Google Groups no longer supports new Usenet posts or subscriptions. Historical content remains viewable.
Dismiss

Queries to a positively cached zone are failing (phila.gov)

4 views
Skip to first unread message

Greg Chavez

unread,
Mar 14, 2006, 12:29:20 PM3/14/06
to
I work at a large .gov gateway whose BIND servers cannot resolve any
queries for phila.gov. I see bad domains all the time, and a quick
dump of the cache and a dig here and a dig there usually point to one
or more bad name servers.
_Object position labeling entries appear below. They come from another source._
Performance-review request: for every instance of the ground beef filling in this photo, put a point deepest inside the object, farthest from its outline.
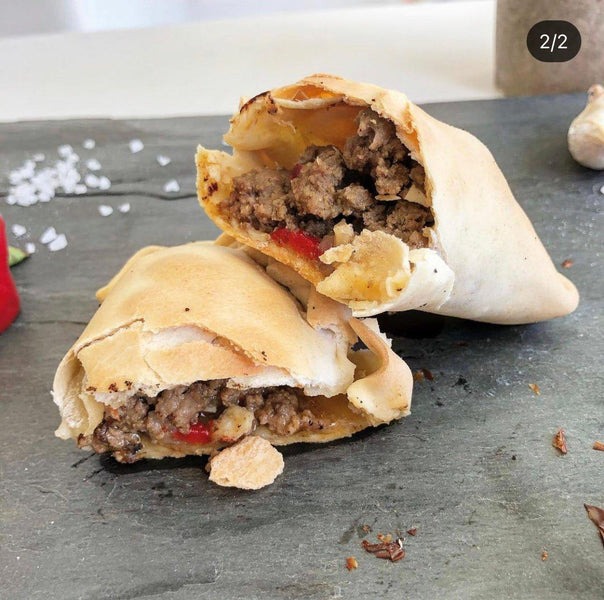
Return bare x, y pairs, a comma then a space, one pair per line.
363, 185
281, 409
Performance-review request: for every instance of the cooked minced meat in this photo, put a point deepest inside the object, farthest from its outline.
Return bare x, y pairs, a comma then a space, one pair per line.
281, 409
362, 184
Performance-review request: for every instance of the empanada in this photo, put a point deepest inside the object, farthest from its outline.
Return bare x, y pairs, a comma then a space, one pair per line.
195, 347
379, 205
I've had this problem in the past with
phila.gov, a zone that our mail servers hit very often; usually, our
mail queues will get a little high until our forwarders replace their
caches with a fresh iterative query to the zone's working name server.
Life goes on.

We are experiencing a total phila.gov blackout right now. All queries
for it time out. But this time, we have both of phila.gov's name
servers in our cache with glue:

# grep -i phila.gov named_dump.db
phila.GOV. 85957 NS DNS.phila.gov.
85957 NS DNS2.phila.gov.
DNS.phila.GOV. 85957 A 170.115.249.10
DNS2.phila.GOV. 85957 A 170.115.249.11

If I do digs @ either NS IP, I get answers. Digs using my forwarders
time out. Dig traces get me the NS records for the dot-gov servers

Clearing my cache has no effect. I am utterly stumped... everything I
have ever seen before tells me that my name server *should* be seeing
this domain. What awful assumption(s) are keeping me from seeing the
problem?

Bind is a bit crusty: 9.2.2p3.

--
--Greg Chavez
--


Barry Margolin

unread,
Mar 14, 2006, 4:56:07 PM3/14/06
to
In article <dv72aj$17ac$1...@sf1.isc.org>,
"Greg Chavez" <greg....@gmail.com> wrote:

> I work at a large .gov gateway whose BIND servers cannot resolve any
> queries for phila.gov. I see bad domains all the time, and a quick
> dump of the cache and a dig here and a dig there usually point to one
> or more bad name servers. I've had this problem in the past with
> phila.gov, a zone that our mail servers hit very often; usually, our
> mail queues will get a little high until our forwarders replace their
> caches with a fresh iterative query to the zone's working name server.
> Life goes on.
>
> We are experiencing a total phila.gov blackout right now. All queries
> for it time out. But this time, we have both of phila.gov's name
> servers in our cache with glue:
>
> # grep -i phila.gov named_dump.db
> phila.GOV. 85957 NS DNS.phila.gov.
> 85957 NS DNS2.phila.gov.
> DNS.phila.GOV. 85957 A 170.115.249.10
> DNS2.phila.GOV. 85957 A 170.115.249.11
>
> If I do digs @ either NS IP, I get answers. Digs using my forwarders
> time out. Dig traces get me the NS records for the dot-gov servers

Rather than dump your cache, you need to look at the forwarder's cache.
And what happens if you try to query the nameservers from the forwarder?

--
Barry Margolin, bar...@alum.mit.edu
Arlington, MA
*** PLEASE post questions in newsgroups, not directly to me ***
*** PLEASE don't copy me on replies, I'll read them in the group ***


Greg Chavez

unread,
Mar 14, 2006, 6:18:15 PM3/14/06
to
On 3/14/06, Barry Margolin <bar...@alum.mit.edu> wrote:
> In article <dv72aj$17ac$1...@sf1.isc.org>,
> "Greg Chavez" <greg....@gmail.com> wrote:
>
> > We are experiencing a total phila.gov blackout right now. All queries
> > for it time out. But this time, we have both of phila.gov's name
> > servers in our cache with glue:
> >
> > # grep -i phila.gov named_dump.db
> > phila.GOV. 85957 NS DNS.phila.gov.
> > 85957 NS DNS2.phila.gov.
> > DNS.phila.GOV. 85957 A 170.115.249.10
> > DNS2.phila.GOV. 85957 A 170.115.249.11
> >
> > If I do digs @ either NS IP, I get answers. Digs using my forwarders
> > time out. Dig traces get me the NS records for the dot-gov servers
>
> Rather than dump your cache, you need to look at the forwarder's cache.
> And what happens if you try to query the nameservers from the forwarder?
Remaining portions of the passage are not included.